Discussion in 'General' started by Zinfandel, 30 Dec 2012.
I'VE ALREADY FAILED! :/
i stopped when i had a benign tumor the size of a golf ball removed from leg.......scared the s%$t out of me!!
I quit for good in May 2011 and can gladly say as of a few months ago the urge to smoke has completely gone away (it takes a good 12/18 months for it to COMPLETELY go away).
Before that I was a total nicotine fiend, I would rip the filter off a B&H Gold and smoke it backwards all the time just to feel that chest thumping nicotine rush, i know, stupid but it felt SOOOO good.
Smoked heavily for a good 10 years, quit many times before for a few weeks with Nicotinel gum/losenge/patches whatever but in the end a proper look in the mirror and a slap in the face did the job, just quit cold turkey there and then and threw the rest of my fags in the bin before work one day.
But he will succeed - if he wants to.
Well I hadn't ran out of smokes as of yesterday. But I finished my last two before heading to work.
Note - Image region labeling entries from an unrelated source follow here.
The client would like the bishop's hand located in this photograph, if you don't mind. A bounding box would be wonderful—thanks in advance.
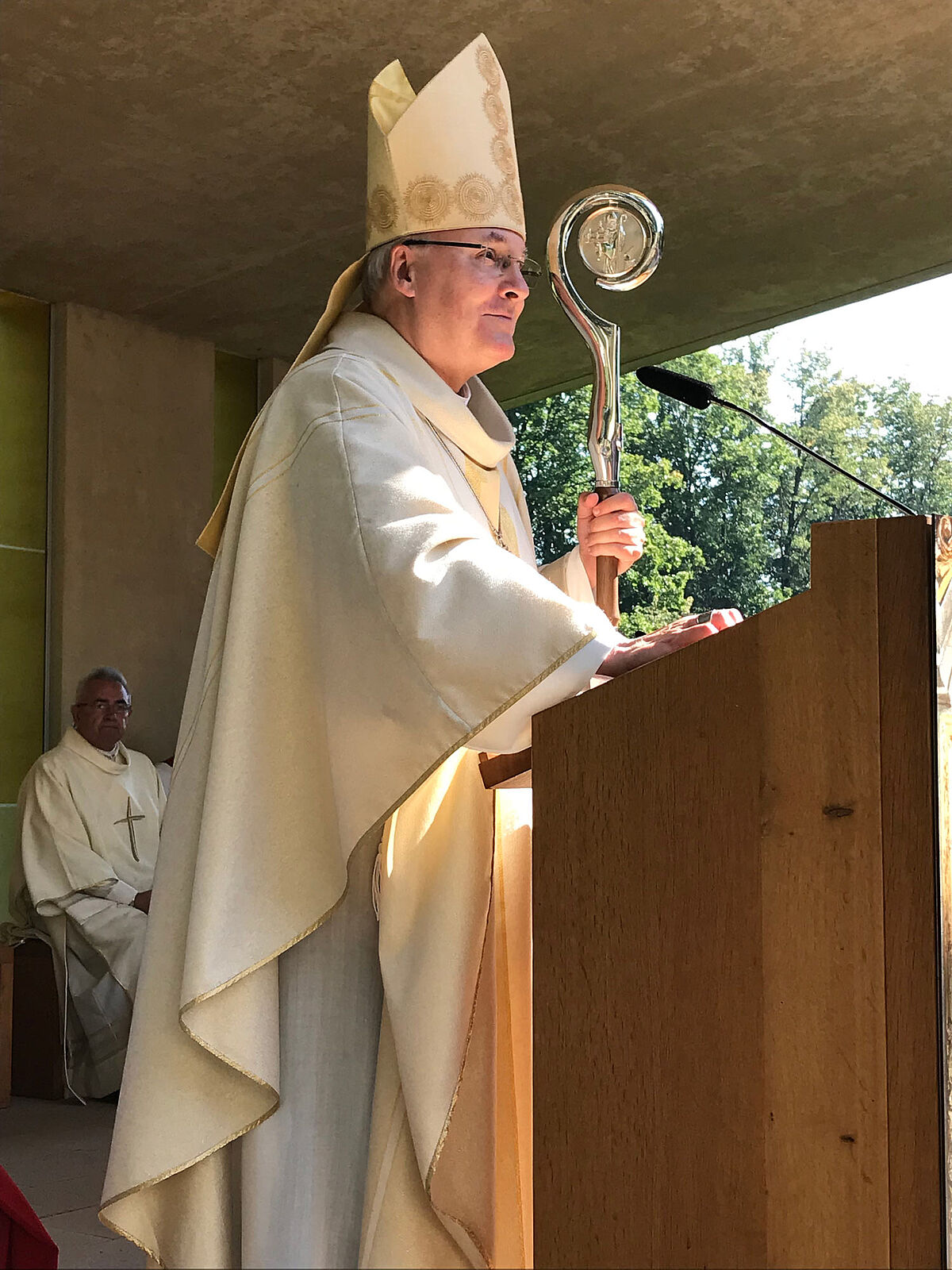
[576,493,645,591]
[598,608,744,678]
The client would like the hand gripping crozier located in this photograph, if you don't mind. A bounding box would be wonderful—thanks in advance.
[103,37,627,1266]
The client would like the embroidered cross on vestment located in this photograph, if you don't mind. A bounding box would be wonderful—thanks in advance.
[113,798,144,860]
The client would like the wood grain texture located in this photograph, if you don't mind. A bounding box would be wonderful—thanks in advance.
[877,517,942,1268]
[533,521,939,1268]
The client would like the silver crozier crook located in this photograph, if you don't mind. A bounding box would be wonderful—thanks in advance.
[547,186,664,625]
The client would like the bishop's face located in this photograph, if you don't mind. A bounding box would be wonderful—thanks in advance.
[398,227,529,391]
[72,679,132,749]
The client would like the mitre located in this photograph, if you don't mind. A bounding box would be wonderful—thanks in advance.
[198,36,525,556]
[294,36,525,366]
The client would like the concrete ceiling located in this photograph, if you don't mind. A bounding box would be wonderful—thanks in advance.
[0,0,952,402]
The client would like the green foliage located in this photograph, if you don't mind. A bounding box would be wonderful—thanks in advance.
[510,334,952,633]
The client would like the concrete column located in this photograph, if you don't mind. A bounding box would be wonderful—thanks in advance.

No shops open and the store I work at is also closed. So lets see how the next 9-10 hours go whilst locked in at work.
Good luck mate.
As i have mentioned and also others you can and will stop but only if you want to. Nobody can force you to stop but the right people will support you.
The good old government also help you, i mean how much for a packet of regular smokes, combined with the cost of petrol or diesel if you drive to get them, that is an expensive habit.
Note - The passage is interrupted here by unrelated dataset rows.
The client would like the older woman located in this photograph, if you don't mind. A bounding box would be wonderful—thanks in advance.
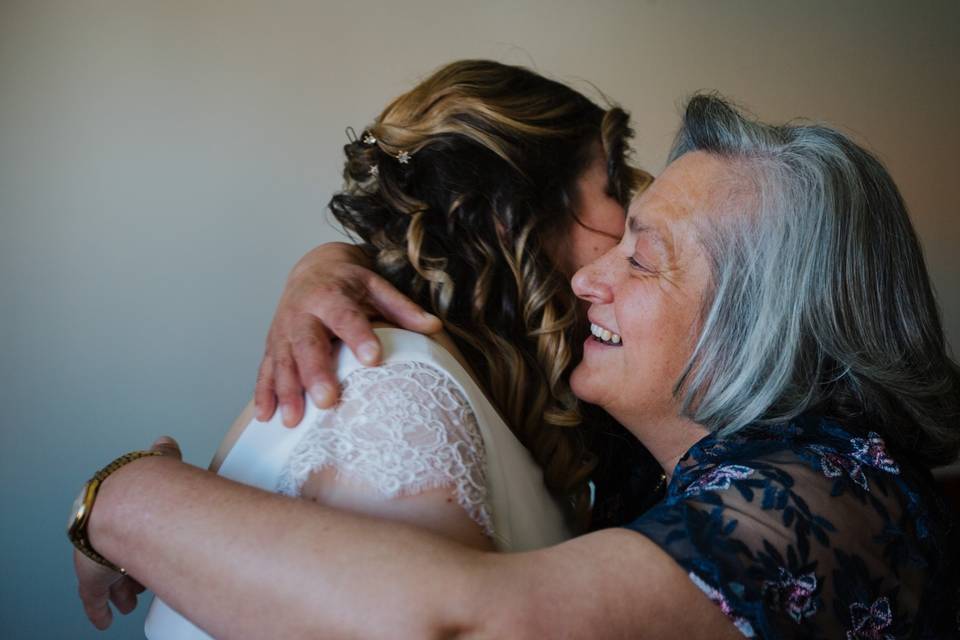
[71,96,960,638]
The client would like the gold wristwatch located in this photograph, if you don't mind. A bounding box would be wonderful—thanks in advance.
[67,451,163,575]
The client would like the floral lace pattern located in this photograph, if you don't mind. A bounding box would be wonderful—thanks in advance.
[627,416,960,640]
[277,361,493,537]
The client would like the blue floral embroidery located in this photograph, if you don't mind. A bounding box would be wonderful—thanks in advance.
[850,431,900,475]
[689,571,756,638]
[684,464,753,496]
[763,567,819,622]
[627,416,960,640]
[847,597,893,640]
[810,445,870,491]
I wish anyone stopping the best of luck
Anyone falling off the wagon should try e cigs.
I switched on Jan 4 2011 haven't looked back.
I buy from totally wicked, but liberro has a pretty good explanation of them which helped demystify things when I made the switch. http://liberro.co.uk/about-e-cigs?chapter=1
6 year aniversary of quitting in 2 months, of course only after turning the grim reapers invitation down (Heart Attack) and an adverse reaction to the clot buster, 3 month before turning 40.
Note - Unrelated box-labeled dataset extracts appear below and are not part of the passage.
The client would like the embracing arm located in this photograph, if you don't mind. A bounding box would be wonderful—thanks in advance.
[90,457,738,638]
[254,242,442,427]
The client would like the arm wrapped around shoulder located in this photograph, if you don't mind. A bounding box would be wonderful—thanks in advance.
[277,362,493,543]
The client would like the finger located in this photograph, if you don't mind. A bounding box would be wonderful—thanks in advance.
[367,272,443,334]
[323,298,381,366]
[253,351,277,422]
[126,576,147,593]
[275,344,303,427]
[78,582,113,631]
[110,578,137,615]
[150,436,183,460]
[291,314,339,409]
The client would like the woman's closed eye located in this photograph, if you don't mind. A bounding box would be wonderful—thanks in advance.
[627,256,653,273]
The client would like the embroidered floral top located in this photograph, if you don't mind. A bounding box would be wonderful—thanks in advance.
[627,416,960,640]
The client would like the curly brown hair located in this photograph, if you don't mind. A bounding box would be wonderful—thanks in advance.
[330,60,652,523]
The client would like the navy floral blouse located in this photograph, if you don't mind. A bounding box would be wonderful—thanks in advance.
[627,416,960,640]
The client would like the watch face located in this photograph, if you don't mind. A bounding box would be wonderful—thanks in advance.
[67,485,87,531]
Though to myself better stay off em this time.
I never started. That said, I do like cigars... Occasionally.
I annoy people with my ability to smoke cigerettes and not get addicted. I think I had 1 last year. Smoked for a couple of years when I was 18-20 then again when 26-27 but gave up without trying.
I found that it's avoiding the opportunity to smoke that is the hardest part for example when you are drinking at a pub or on a night out. I never smoked at home though so that made it easier I guess.
That said mate addiction is a bitch and I wish you the best of luck. If you can hold out a year you wil really see why people say quitting is the best thing they have ever done.
Edit: just read you failed. May I suggest you try quitting 1 day in the 1st week then 2 the 2nd then 3 the 3rd and so on. Less pressure that way.
No, no you haven't, you've only failed when you lose the mindset to stop. Knowing you want to is a significant step, & staying motivated is hard. Having one doesn't mean you've stopped stopping, it just means your will weakened. Get on a cessation programme, any of them, give yourself a tangible target & accept that you may not always hit that target but you'll get there in the end.
As said, you need something to occupy your mind to help... right Professor? *hint*
I quit by just going cold turkey, once you make it through the second week you've done it.
Time to try again Zinf
I was thinking about that the other day.
Shall we... You know? Break out the space ships?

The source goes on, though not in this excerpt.